# A+ Certification



## Monkey (Aug 27, 2002)

I have been teaching myself(through books) on A+, but I am pretty much bored out of my mind on reading. I don't have enough money or time to go to a tech school to get hands on training. I was wondering if anyone heard of or tried any of the online training sites and which ones are good. I looking for a good *interactive* site. If anyone has any info that could help me out, I would appreciate it.


----------



## Drifters (Aug 23, 2002)

I've used www.braindumps.com and www.techexams.net. They are pretty good and pretty accurate. I don't know how the test is no a day but when I took it, it was pretty easy. Took like 5minutes to finish.


----------



## Monkey (Aug 27, 2002)

Thank you for the links, I especially like www.techexams.net and have registered there.
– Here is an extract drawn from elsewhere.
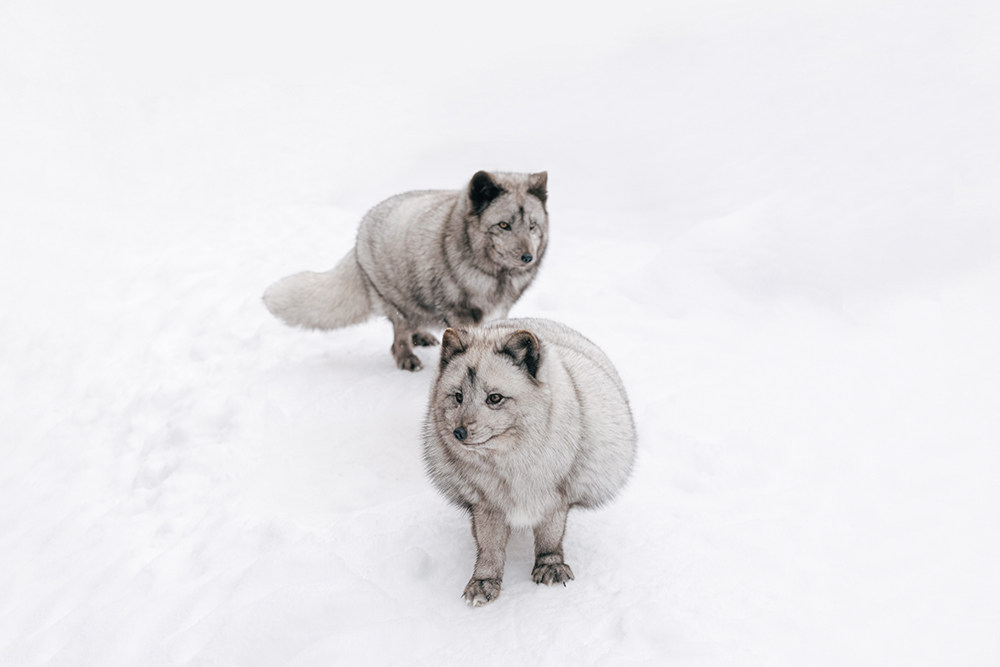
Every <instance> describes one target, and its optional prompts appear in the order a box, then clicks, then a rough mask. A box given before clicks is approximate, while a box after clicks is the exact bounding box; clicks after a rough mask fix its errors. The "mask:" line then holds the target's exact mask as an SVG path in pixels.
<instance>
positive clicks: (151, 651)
mask: <svg viewBox="0 0 1000 667" xmlns="http://www.w3.org/2000/svg"><path fill="white" fill-rule="evenodd" d="M998 10H1000V5H997V3H991V2H986V1H984V2H949V3H943V2H942V3H919V2H906V3H893V2H885V1H876V2H839V3H828V4H824V3H813V4H809V5H807V6H802V4H801V3H799V4H798V5H795V4H791V3H789V4H775V3H764V4H761V3H753V5H750V4H748V3H721V2H679V3H652V2H634V1H631V0H624V1H623V2H617V3H614V5H613V6H599V5H592V4H586V3H583V4H579V3H574V4H573V5H572V6H570V5H569V4H545V3H541V4H539V3H534V2H531V3H528V2H521V1H520V0H515V1H513V2H504V3H479V4H478V5H475V6H472V5H468V4H467V3H458V2H431V3H408V4H395V5H392V4H385V3H367V4H362V3H352V6H351V7H350V8H348V7H344V6H338V5H331V4H328V3H320V2H291V3H288V2H282V3H277V2H274V3H264V4H250V3H234V2H228V1H226V0H209V1H207V2H197V3H195V2H172V3H113V2H109V1H107V0H95V1H93V2H87V3H69V2H66V3H56V2H44V1H43V2H35V1H30V2H29V1H23V2H22V1H19V0H5V1H4V2H2V3H0V222H2V224H0V279H2V281H3V285H4V288H3V289H2V290H0V371H2V373H0V664H3V665H5V666H7V665H14V666H21V665H87V666H94V665H101V666H102V667H107V666H113V665H129V666H132V665H143V666H158V665H241V666H242V665H248V666H249V665H261V666H264V665H382V664H400V665H435V666H437V665H469V664H476V665H522V664H524V665H533V664H545V665H589V664H595V665H624V664H658V665H659V664H684V665H741V666H742V665H862V664H863V665H890V664H891V665H915V664H928V665H997V664H998V662H1000V567H998V564H1000V344H998V341H1000V251H998V246H997V231H996V230H997V227H998V223H1000V122H998V119H1000V46H998V45H1000V40H997V35H998V34H1000V13H998ZM482 168H486V169H501V170H510V171H534V170H541V169H547V170H548V171H549V174H550V178H549V184H550V212H551V220H552V222H551V245H550V251H549V255H548V256H547V257H546V258H545V264H544V265H543V267H542V271H541V273H540V275H539V277H538V279H537V280H536V282H535V284H534V285H533V286H532V288H531V289H530V290H529V292H528V293H527V294H526V295H525V297H524V298H523V299H522V301H521V302H519V303H518V304H517V305H516V306H515V308H514V311H513V314H514V315H517V316H541V317H548V318H552V319H555V320H559V321H562V322H565V323H567V324H569V325H571V326H573V327H575V328H577V329H579V330H580V331H581V332H583V333H584V334H585V335H587V336H588V337H590V338H591V339H592V340H594V341H595V342H597V343H598V344H599V345H601V346H602V347H603V348H604V349H605V350H606V351H607V353H608V354H609V356H610V357H611V358H612V359H613V360H614V361H615V363H616V364H617V365H618V368H619V371H620V373H621V375H622V377H623V379H624V381H625V383H626V386H627V387H628V390H629V392H630V396H631V400H632V406H633V410H634V414H635V416H636V420H637V425H638V429H639V434H640V442H639V457H638V462H637V466H636V469H635V473H634V476H633V478H632V480H631V482H630V484H629V486H628V487H627V489H626V490H625V492H624V493H623V494H622V495H621V496H620V497H619V498H618V499H617V500H616V501H615V502H614V503H613V504H611V505H609V506H608V507H606V508H603V509H600V510H598V511H593V512H583V511H581V512H577V513H574V514H571V516H570V521H569V527H568V532H567V537H566V552H567V560H568V562H569V563H570V564H571V565H572V567H573V571H574V573H576V575H577V578H576V581H573V582H571V583H570V585H569V586H567V587H565V588H562V587H559V588H552V589H548V588H544V587H538V586H536V585H534V584H533V583H531V581H530V578H529V572H530V565H531V555H530V551H531V546H530V543H531V540H530V536H529V535H527V534H526V533H523V532H522V533H517V534H515V535H514V537H513V539H512V542H511V544H510V547H509V549H508V566H507V573H506V577H505V581H504V589H503V595H502V597H501V598H500V599H499V600H498V601H497V602H496V603H494V604H492V605H489V606H487V607H484V608H480V609H469V608H468V607H466V606H465V605H464V604H463V603H462V601H461V600H460V597H459V596H460V594H461V591H462V588H463V586H464V584H465V582H466V581H467V579H468V577H469V575H470V573H471V571H472V564H473V560H474V547H473V542H472V539H471V536H470V533H469V528H468V525H467V520H466V519H465V518H464V517H463V516H462V515H461V513H459V512H458V511H457V510H456V509H454V508H452V507H450V506H449V505H447V504H446V502H445V501H444V500H443V498H442V497H440V496H439V495H437V494H436V493H435V492H434V491H433V490H432V488H431V486H430V484H429V482H428V481H427V479H426V478H425V476H424V473H423V470H422V466H421V459H420V442H419V429H420V424H421V420H422V418H423V414H424V409H425V401H426V395H427V391H428V384H429V382H430V380H431V377H432V373H431V372H430V371H427V370H425V371H423V372H421V373H416V374H409V373H403V372H399V371H397V370H396V369H395V367H394V365H393V363H392V359H391V358H390V355H389V352H388V351H389V344H390V328H389V325H388V323H387V322H385V321H373V322H370V323H368V324H366V325H363V326H358V327H355V328H352V329H349V330H343V331H338V332H332V333H315V332H303V331H299V330H293V329H289V328H286V327H284V326H282V325H281V324H280V323H279V322H277V321H276V320H275V319H274V318H272V317H271V316H270V315H269V314H268V313H267V312H266V311H265V309H264V308H263V306H262V304H261V301H260V295H261V293H262V292H263V290H264V288H265V287H266V286H267V285H268V284H270V283H271V282H272V281H273V280H276V279H277V278H280V277H282V276H284V275H286V274H288V273H291V272H294V271H299V270H303V269H315V270H322V269H326V268H329V267H331V266H332V265H333V263H334V262H335V261H336V260H337V259H338V258H339V257H340V256H341V255H342V254H343V253H345V252H346V251H347V250H348V249H349V248H350V247H351V245H352V243H353V236H354V232H355V229H356V225H357V222H358V221H359V220H360V218H361V216H362V215H363V213H364V212H365V210H366V209H367V208H368V207H370V206H372V205H374V204H375V203H377V202H378V201H379V200H381V199H383V198H385V197H387V196H390V195H392V194H395V193H397V192H402V191H405V190H411V189H422V188H453V187H459V186H460V185H462V184H463V183H464V182H465V181H466V180H467V179H468V178H469V177H470V176H471V174H472V173H473V172H474V171H476V170H477V169H482ZM419 354H420V355H421V357H422V358H423V360H424V363H425V364H427V365H429V366H433V364H434V361H435V359H436V355H437V351H436V350H421V351H420V352H419Z"/></svg>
But I was wondering about the paysites with online courses, do you know if they are good?


----------



## Drifters (Aug 23, 2002)

No I haven't heard of any good ones. But if you are willing to pay for an online course for A+, I would just go to CompTia's site and look there.


----------



## Pseudocyber (Sep 10, 2002)

What would be more beneficial is to get a hold of come computers and stick you hands in their guts and play around.

They don't have to be new, expensive. Old ones that people are playing around might actually teach you more.


----------